Hyperkalemia (High Serum Potassium)
This may occur due to increased potassium intake, an inability of the kidneys to excrete potassium, and in Metabolic and Respiratory Acidosis.
In metabolic acidosis accumulation of Hydrogen Ions in the extra cellular fluid causes the transfer of hydrogen ions to the intracellular fluid, potassium ions then shift from intra cellular to extra cellular fluid.
Acidosis also influences the kidneys to retain more potassium due to the lower availability of Bicarbonate.
In Respiratory Acidosis, it is Hydrochloric and Carbonic Acids that displace potassium ions from the cells.
Potassium Levels
Since 98% of body potassium is located within the cell and not available for measurement, determining whether or not potassium deficit is present, is an indirect process.
Normal Potassium Serum levels in a greyhound with Acidosis may still indicate low cellular Potassium levels, while low Potassium level in a greyhound suffering Alkalosis may indicate a redistribution of Potassium from extra cellular fluid to intracellular fluid.
Therefore any determination of potassium levels in a blood test, must take into consideration both the hydration state of the Greyhound and the possible existence of either acidosis or alkalosis.
Severe tissue trauma, such as torn muscles with obvious oedema, or severe bruising may cause significant cellular release of potassium.
Good kidney function generally prevents Hyperkalemia.
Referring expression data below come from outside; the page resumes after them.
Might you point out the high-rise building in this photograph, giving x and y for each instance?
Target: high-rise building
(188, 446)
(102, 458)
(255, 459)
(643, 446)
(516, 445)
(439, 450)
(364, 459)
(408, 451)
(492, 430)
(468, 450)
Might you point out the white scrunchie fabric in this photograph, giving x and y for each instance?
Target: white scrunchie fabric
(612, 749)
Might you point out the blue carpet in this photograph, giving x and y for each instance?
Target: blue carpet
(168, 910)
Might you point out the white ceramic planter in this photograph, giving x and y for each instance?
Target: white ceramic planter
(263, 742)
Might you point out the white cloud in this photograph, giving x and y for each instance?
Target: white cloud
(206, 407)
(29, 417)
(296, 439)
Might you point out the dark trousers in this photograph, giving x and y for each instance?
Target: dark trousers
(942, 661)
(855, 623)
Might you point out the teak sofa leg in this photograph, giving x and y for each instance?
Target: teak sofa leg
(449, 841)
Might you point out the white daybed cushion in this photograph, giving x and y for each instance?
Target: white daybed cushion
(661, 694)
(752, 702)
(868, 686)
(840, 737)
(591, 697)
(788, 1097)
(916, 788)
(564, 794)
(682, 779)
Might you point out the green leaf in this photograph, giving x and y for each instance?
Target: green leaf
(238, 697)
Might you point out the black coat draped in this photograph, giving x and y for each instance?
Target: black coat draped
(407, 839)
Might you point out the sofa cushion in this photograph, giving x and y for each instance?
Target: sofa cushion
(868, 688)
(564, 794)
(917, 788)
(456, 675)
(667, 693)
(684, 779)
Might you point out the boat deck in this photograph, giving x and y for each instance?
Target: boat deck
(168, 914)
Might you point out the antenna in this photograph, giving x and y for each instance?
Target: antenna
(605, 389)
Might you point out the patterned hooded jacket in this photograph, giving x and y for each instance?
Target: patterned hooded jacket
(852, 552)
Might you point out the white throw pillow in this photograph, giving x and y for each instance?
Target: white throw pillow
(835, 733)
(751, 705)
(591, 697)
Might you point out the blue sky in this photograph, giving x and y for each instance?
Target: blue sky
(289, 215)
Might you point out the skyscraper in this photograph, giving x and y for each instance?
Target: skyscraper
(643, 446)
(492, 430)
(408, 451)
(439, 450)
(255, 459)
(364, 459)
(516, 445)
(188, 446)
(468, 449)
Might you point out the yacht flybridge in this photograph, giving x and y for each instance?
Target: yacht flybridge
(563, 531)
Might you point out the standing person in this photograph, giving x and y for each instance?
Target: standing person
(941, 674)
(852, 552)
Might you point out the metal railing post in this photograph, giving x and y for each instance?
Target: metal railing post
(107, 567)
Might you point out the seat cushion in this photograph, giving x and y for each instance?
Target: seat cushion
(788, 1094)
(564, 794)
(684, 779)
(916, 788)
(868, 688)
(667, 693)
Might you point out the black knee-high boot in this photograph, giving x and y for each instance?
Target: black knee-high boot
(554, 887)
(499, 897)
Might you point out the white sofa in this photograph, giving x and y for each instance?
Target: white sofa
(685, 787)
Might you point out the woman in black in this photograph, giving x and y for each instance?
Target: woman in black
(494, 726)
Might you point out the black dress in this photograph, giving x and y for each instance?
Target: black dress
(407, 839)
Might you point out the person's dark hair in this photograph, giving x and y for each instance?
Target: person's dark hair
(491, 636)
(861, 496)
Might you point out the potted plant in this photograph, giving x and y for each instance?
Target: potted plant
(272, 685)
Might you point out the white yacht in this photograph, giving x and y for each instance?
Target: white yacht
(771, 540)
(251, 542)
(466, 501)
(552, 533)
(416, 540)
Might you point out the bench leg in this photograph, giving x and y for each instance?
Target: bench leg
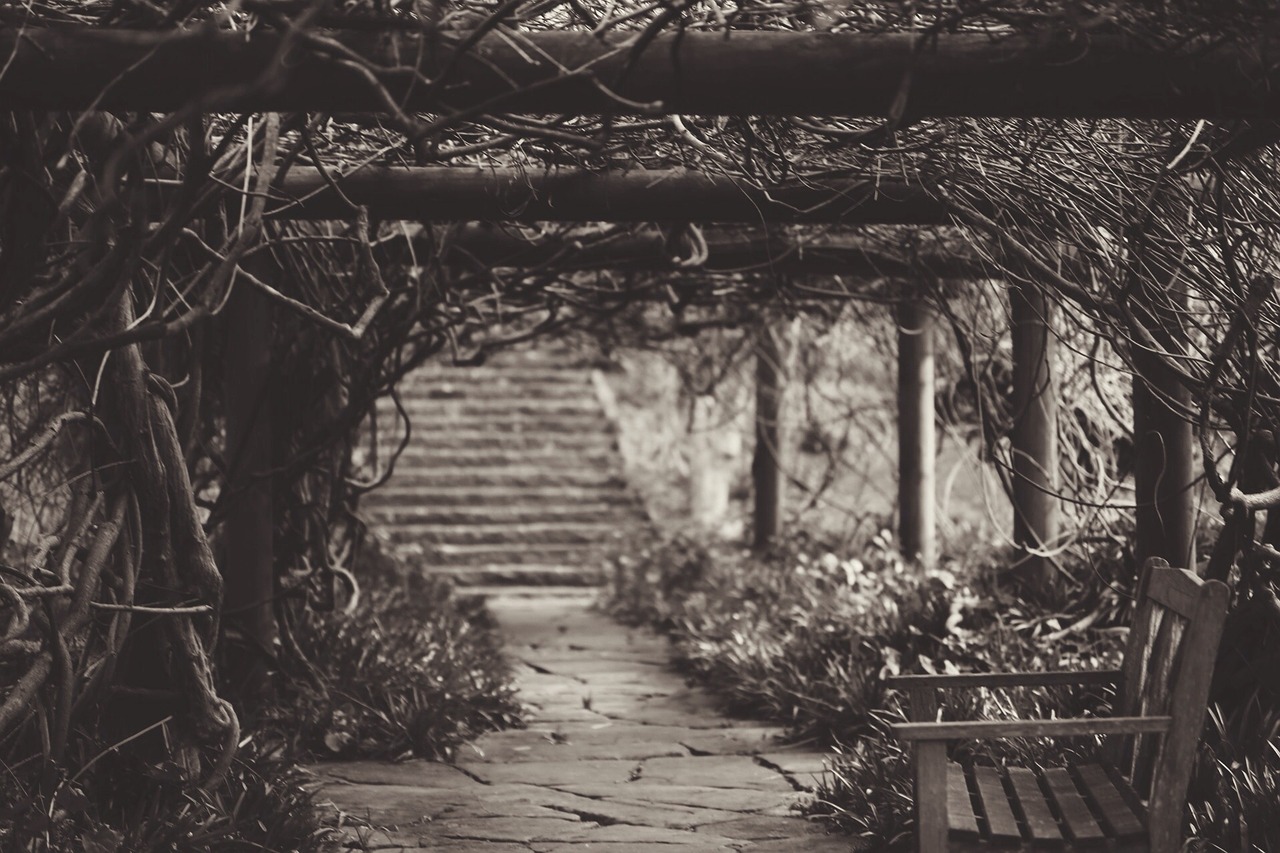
(931, 796)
However, greyhounds that are already suffering from some stress and dehydration may become affected.
Both high (hyper), and low potassium levels (hypo) cause muscle weakness.
Life threatening Hypokalemia (low)is rare, and treatment consists of giving a Potassium Chloride supplement.
Severe Hyperkalemia (high) is potentially fatal due to heart damage, and treatment should not be delayed.
Treatment is generally aimed at reducing the effect of potassium on the heart by giving Calcium and reducing extra cellular potassium with intravenous Sodium Bicarbonate or lactated Ringer's solution.